Friday, August 17, 2012

Creativity in the 21st Century Classroom


Creativity issues in education
We want our children to develop basic literacy and numerical skills. We want them to develop a broad basis of knowledge in the sciences and the arts. We want them to develop analytical skills and good judgment. We want them to develop social and physical skills. Oh yes, we also want them to have creative skills.
When schools were called to action in the European Union’s “year of creativity” many schools focused on painting pictures, singing songs and staging shows. Of course the arts are creative. But what a shame to limit the creativity of our young people to just the arts. It is time to broaden the scope of creativity in schools and indeed in the education system.

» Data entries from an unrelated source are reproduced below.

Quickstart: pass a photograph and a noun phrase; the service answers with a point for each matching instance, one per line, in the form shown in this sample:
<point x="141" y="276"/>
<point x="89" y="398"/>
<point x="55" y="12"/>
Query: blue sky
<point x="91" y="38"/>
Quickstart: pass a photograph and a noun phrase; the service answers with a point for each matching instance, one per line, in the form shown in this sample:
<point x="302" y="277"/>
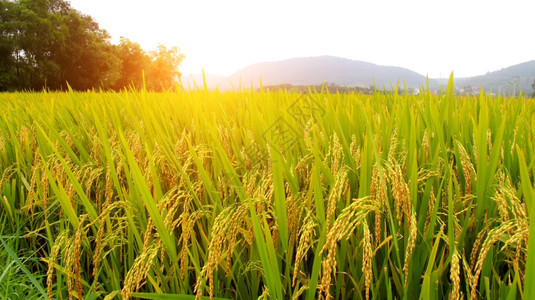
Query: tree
<point x="46" y="43"/>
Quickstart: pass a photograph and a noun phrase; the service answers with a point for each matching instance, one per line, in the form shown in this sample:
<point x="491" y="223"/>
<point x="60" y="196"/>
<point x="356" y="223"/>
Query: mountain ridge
<point x="316" y="70"/>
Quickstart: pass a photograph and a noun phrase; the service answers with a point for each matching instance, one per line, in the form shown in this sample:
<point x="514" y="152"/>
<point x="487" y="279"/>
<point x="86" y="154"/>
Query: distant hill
<point x="320" y="69"/>
<point x="503" y="81"/>
<point x="353" y="73"/>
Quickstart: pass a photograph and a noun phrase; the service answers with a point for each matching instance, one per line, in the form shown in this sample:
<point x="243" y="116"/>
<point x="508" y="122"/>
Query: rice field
<point x="267" y="195"/>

Researchers have long since established that creative competencies are teachable and learnable. We are now living in times where more and more people are recognizing the immense value of creativity at the workplace and in life.

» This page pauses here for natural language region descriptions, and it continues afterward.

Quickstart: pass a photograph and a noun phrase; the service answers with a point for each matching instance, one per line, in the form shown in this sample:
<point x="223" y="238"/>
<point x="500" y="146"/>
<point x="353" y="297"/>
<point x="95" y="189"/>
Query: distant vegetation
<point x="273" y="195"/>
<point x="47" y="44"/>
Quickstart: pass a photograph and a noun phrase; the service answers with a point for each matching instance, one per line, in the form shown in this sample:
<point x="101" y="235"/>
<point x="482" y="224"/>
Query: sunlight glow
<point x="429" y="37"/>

In the process of integrating creativity in education in practice, educators are faced with a number of key challenges:
How can we teach our own subject matter more creatively?
No mean feat. Teachers are called to go beyond the classic lecturing/examining mode to devise new ways of teaching, using tools that are different from those that they themselves experienced in their own formal learning.
How can we best teach creative method?
Creative methods take challenges that have many solutions (like most real life challenges), help define them in new ways and help invent imaginative solutions to resolve them. Creative Problem Solving, Six Thinking Hats, TRIZ, Synectics are but some of the methods available today. Schools should consider formally teaching such programs while at the same time promoting team collaboration and even doing so in partnership with companies, public organizations, communities, NGOs to help solve real world problems.
How can we develop our students’ creative skills?
Although some issues with definition and measurement of creative competencies remain, we know that it is possible and desirable to improve young people’s skills of idea fluency, flexibility, association, synthesis, as well as their critical evaluative skills. Creative competencies are probably best developed in tandem with creative problem solving methodologies.
How do we make our schools more creative?
We now know enough about organizational structures and cultures that further innovation. It is time to consciously promote innovation by fostering the systems and climates that favor creativity. A good place to begin is to mobilize teachers to creatively confront the specific challenges of their school, in addition to creatively teaching their own subject matter.
How do we make our educational system more creative?
While there are are many challenges in formalizing creative ways of teaching school subjects and in the teaching of creativity itself (methods and skills), such formalization should come high on the agenda of any educational establishment – school, community, region, state or country.
How might we best use new technology in our teaching?
As cyberspace evolves, educational institutions must ensure they are up-to-date with the technical and social aspects of new technologies so as to exploit them to further learning.
What’s stopping us?
Everybody can make a long list of creativity killers – risk aversion, fear of failure, absence of precise metrics, vested interests in the status quo, inappropriate organizational structures and more. Sometimes a reaction to what seems as a challenge to the image of the teacher as sole bearer of wisdom. Since creativity requires extended moments of non judgmental thinking, teachers who have been trained (and are expected) to judge, need to get used to deferring judgment until it is time for those extended moments of critical reasoning. Not always so easy.
After generations of learning by rote and critical thinking, bringing creativity to schools is no mean feat because it requires significant changes in mindsets and attitudes. Education changemakers need plenty of inspiration and much courage to move ahead on creativity, but the time for it is ripe, very ripe.
Note: the title, Creativity in the 21st Century Classroom, is taken from a workshop designed and facilitated by Donna Luther and Siri Lynn offered by the Creative Education Foundation at the Creative Problem Solving Institutein 2011 and 2012.